Cien años de soledad

Piedad Bonnett
04 de diciembre de 2016 - 02:00 a. m.

"A nadie se le había ocurrido pensar que fuera mortal”.

Estas palabras de García Márquez, referidas a la Mama Grande, pueden aplicarse a Fidel Castro, un hombre mítico, que sin embargo “fue tronchado de raíz por el trancazo de la muerte” el 25 de noviembre pasado. Con él, como ya han escrito, llegó a su fin una era, en Cuba, en Latinoamérica y en el mundo. Una era que comenzó hace cien años, en 1917, con la revolución bolchevique, y cuya mayor réplica fue la revolución cubana, que sacudió el continente e hizo nacer la esperanza de un cambio que acabara con las desigualdades sociales y con la injerencia imperialista en el llamado tercer mundo.

Cualquiera que haya vivido su juventud bajo el influjo de la revolución cubana sabrá de la magnitud de ese sueño. Eso le debemos a Castro, que como se sabe tuvo grandes logros en salud y educación y dio una enorme lección de dignidad y resistencia.

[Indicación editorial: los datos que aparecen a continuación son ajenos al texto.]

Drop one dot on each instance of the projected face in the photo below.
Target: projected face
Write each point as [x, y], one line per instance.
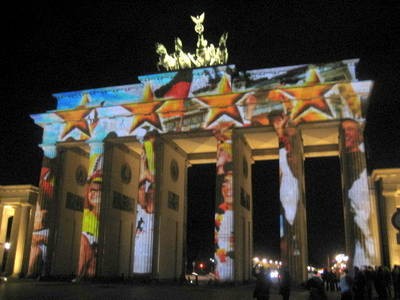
[226, 188]
[352, 135]
[94, 191]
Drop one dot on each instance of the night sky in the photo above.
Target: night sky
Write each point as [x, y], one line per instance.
[55, 48]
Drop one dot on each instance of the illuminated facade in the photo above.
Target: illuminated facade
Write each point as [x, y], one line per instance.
[17, 215]
[114, 170]
[386, 188]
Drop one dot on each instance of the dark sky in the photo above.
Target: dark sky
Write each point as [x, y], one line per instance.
[54, 48]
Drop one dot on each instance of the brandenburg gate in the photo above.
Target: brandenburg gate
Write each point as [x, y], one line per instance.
[113, 182]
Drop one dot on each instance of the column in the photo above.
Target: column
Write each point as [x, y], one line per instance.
[39, 263]
[360, 245]
[89, 246]
[144, 234]
[21, 238]
[224, 214]
[293, 223]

Sin embargo, mucho antes del otoño del patriarca, el sueño se convirtió en pesadilla, en parte por el bloqueo al que Estados Unidos y sus aliados sometieron al pueblo cubano, en parte por el autoritarismo de Fidel y su aferramiento al poder, que con los días lo convirtió, primero en un tirano, y luego en un anciano de apariencia benévola que sin embargo seguía tercamente creyendo en los métodos de su régimen. “Era difícil admitir que aquel anciano irreparable fuera el mismo hombre mesiánico que en los orígenes de su régimen aparecía en los pueblos a la hora menos pensada sin más escolta que un guajiro descalzo con un machete de zafra, y un reducido séquito de diputados y senadores que él mismo designaba con el dedo según impulsos de su digestión…”, escribió García Márquez en su Otoño, y nadie podría pensar que no hablaba de Castro.

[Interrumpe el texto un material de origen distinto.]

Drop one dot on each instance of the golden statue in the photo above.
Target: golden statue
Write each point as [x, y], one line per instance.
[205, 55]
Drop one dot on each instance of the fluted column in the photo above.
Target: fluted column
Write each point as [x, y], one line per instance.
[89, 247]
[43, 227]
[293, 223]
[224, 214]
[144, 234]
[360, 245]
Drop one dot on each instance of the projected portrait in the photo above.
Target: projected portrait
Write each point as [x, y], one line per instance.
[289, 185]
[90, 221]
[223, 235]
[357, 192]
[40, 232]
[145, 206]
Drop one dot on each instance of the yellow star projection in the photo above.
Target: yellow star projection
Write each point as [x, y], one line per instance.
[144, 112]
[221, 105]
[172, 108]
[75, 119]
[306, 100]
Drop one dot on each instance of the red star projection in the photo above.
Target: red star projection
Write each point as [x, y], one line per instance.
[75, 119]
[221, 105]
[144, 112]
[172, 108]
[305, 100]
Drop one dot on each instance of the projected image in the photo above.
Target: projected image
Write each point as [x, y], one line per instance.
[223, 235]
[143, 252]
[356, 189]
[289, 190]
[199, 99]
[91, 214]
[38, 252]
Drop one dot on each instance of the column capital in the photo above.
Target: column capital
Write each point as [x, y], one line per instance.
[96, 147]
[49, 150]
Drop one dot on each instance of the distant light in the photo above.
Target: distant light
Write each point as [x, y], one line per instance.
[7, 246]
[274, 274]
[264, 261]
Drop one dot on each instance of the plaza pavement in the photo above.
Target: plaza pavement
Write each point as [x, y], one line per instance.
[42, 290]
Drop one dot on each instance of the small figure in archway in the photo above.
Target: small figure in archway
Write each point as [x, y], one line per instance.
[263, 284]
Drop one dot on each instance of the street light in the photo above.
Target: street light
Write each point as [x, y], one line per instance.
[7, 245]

Directa o indirectamente el espíritu de la revolución cubana incidió en grupos como Montoneros y Tupamaros, en la revolución sandinista en Nicaragua, en el nacimiento del Eln e incluso en el sueño de las Farc, guerrilla campesina que nació a instancias de la violencia desatada por el asesinato de Gaitán. Pero “el mundo da vueltas en redondo”, para seguir citando a Gabriel García Márquez. Cien años de historia han permitido ver los logros y los fracasos de estas revoluciones, y el trazo del círculo que comenzó con la fe en la revolución armada como un camino. Hemos visto cómo Rusia, en los últimos 25 años, dio un viraje a una economía de mercado globalizada y a una privatización de la industria, y cómo Estados Unidos reanudó relaciones con Cuba. Por una de esas casualidades cósmicas que resultan reveladoras, en el mismo mes del año murió Fidel Castro y las Farc firmaron la paz con el gobierno de Juan Manuel Santos. La guerrilla más antigua de América reconoce hoy, después de 50 años de violencia, que el camino de las armas no es el camino. El futuro, después del derrumbamiento de los sueños, debería ser el de un liberalismo incluyente y progresista. Pero, por desgracia, lo que vemos emerger es el monstruo de la ultraderecha, su espíritu de exclusión, sus nacionalismos. Imposible no pensar otra vez en las palabras de García Márquez: “La historia de América Latina es una suma de esfuerzos desmesurados e inútiles y de dramas condenados de antemano al olvido”.